Canada’s big six banks have made the next major move in supporting Canadians amid the COVID-19 pandemic.
Credit card interest rates are being temporarily cut by roughly half for tens of thousands of customers, banks have announced – in most cases, cardholders have to defer payments and demonstrate financial hardship to qualify.
Most of the banks’ credit cards charge interest between 19.99% and 20.99% on unpaid balances, and recent releases show rates dropping to around 10.99% (BMO, CIBC, Scotiabank, National Bank), or cut by 50 per cent exactly (TD Bank, Royal Bank).
The development follows a series of measures to help customers affected by the global pandemic, including mortgage and loan payment deferrals. The federal government had asked banks to reduce credit card interest rates according to reports from March 26.
The Bank of Canada recently issued a second emergency cut to its key rate, which fell to 0.25%. The most recent drop followed a reduction in mid-March, and affected floating mortgage rates, lines of credit and home equity lines of credit. The BoC prime rate cut did not impact credit card interest rates, however.
With the banks’ move, credit card payment deferrals and lower interest can help Canadians with short-term cash crunches – although a long-term picture remains unclear.
Adjustments to credit card interest rates – by bank
Note: Rate cuts won’t apply automatically and you must reach out to your bank to receive financial support.

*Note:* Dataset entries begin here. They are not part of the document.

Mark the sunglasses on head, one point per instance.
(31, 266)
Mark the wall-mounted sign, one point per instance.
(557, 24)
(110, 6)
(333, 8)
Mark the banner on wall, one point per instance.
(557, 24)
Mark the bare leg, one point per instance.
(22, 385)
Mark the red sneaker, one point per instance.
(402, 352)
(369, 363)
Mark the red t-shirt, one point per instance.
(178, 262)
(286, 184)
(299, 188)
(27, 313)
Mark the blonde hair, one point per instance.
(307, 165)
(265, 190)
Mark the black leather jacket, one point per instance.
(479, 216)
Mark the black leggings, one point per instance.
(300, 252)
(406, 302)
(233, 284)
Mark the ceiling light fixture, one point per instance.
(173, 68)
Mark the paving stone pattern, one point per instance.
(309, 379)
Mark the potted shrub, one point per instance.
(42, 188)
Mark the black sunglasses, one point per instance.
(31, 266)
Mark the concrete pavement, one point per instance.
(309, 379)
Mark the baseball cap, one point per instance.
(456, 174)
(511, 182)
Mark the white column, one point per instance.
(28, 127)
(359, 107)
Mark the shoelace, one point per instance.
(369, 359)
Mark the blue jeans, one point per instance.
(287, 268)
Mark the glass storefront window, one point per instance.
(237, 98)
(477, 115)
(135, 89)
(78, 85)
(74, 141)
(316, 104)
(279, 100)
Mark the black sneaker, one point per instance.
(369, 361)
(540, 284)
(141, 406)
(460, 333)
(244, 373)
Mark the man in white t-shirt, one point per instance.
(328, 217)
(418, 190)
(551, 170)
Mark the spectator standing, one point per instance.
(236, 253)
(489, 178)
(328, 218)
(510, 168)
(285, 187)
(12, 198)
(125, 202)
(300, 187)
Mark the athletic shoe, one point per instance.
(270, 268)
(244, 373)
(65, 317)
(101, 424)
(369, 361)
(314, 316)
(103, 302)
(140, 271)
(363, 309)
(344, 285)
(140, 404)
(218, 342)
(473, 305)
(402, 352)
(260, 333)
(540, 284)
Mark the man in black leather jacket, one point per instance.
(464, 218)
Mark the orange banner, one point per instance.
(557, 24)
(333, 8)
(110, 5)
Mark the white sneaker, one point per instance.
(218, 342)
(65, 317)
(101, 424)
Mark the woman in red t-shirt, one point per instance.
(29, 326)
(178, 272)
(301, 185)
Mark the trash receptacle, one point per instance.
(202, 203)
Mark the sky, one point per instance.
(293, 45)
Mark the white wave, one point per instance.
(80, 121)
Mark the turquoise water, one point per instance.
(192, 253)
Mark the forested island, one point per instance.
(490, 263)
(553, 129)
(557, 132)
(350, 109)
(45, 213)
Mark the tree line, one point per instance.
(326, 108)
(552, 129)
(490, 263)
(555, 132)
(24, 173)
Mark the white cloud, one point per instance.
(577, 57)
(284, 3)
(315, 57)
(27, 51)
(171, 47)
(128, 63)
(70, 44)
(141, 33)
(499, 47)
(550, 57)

In-depth: Credit card rate changes by bank
BMO announced in a release it will provide a temporary 10.99% interest rate on credit cards for personal and small business customers who are experiencing financial hardship and are receiving a credit card payment deferral.
For customers that applied for a credit card payment deferral prior to April 13, they automatically receive the new rate and do not need to contact the bank.
Additional measures from the bank include payment deferrals up to six months on mortgages and loans. Small businesses are also being supported through deferrals, as well as assistance with short-term capital and payroll.
More information can be found at bmo.com/covid19.
Scotiabank announced it was offering its temporary 10.99% rate to personal and small business credit card interest, effective April 1. The reduction is available to customers in financial distress who are receiving payment deferrals.
For those that have already received a deferral, contacting the bank again is not necessary – the lower rate will be applied to their account as a credit. Scotiabank is already offering the ability to transfer a credit card balance to an existing line of credit with a lower interest rate.
An online form will be made available on April 7. In the interim, updates can be found here.
TD Bank announced relief via its TD Helps program by reducing credit card interest rates by 50 per cent for customers facing financial hardship. The release and website do not mention payment deferrals as a necessity to qualify.
The bank reported almost 30,000 customers have reached out for advice and relief in recent weeks, including deferrals on payments of credit cards, loans and mortgages, and debt consolidation. The TD Helps program has been in place since the 2008 financial crisis.
The bank offers online self-serve applications for credit card payment deferrals (up to three months) at td.com/covid19. For the interest rate cut, customers are asked to call 1-888-720-0075 to determine if they qualify.
RBC is also reducing its credit card interest charges by 50 per cent for customers receiving payment deferrals, it announced in a release.
Clients need to complete a financial review with an RBC adviser to receive the relief credit. To speak with an adviser, customers can book an appointment online.
More information about the bank’s response to customers’ needs – including mortgages and loans – can be found at rbc.com/covid-19/index.html.
CIBC clients who request a personal credit card payment deferral and are experiencing financial hardship will receive a 10.99% rate, it said in a release.
The bank reports 80,000 Canadians have already received credit card relief, and the temporary lower rate will be retroactively applied to March 15. CIBC also announced credit card purchases more than $100 are eligible for instalment plans with lower rates via its Pace It program.
Customers can complete an online form for assistance, contact their CIBC adviser or call 1-877-454-9030 to discuss further options.
National Bank of Canada
National Bank is deploying a 10.9% reduced interest rate for credit card clients who defer their minimum payments and demonstrate financial need, it said in a release.
Payments can be deferred up to 90 days. Customers can also pay balances with reward points on several National Bank credit cards.
Clients are asked to call 1‑800‑361‑5205 to request a deferral, and further details can be found at nbc.ca/personal/covid-19/support-measures.html.
An example: What the rate cut means for your wallet
Let’s say you owe a $5,000 balance on a credit card with a typical annual interest rate of 19.99% and were approved for a three-month minimum payment deferral from your bank. You would owe roughly $250 in interest on your $5,000 balance by the end of the three-month deferral period, assuming you made no additional payments or charges during that time.
Under the new measures, you would now be subject to a 10.99% or 9.995% annual percentage rate (depending on your bank) and pay around $135 or $123 respectively in interest by the end of the three-month deferral period.
*This is a simplified example for illustrative purposes only.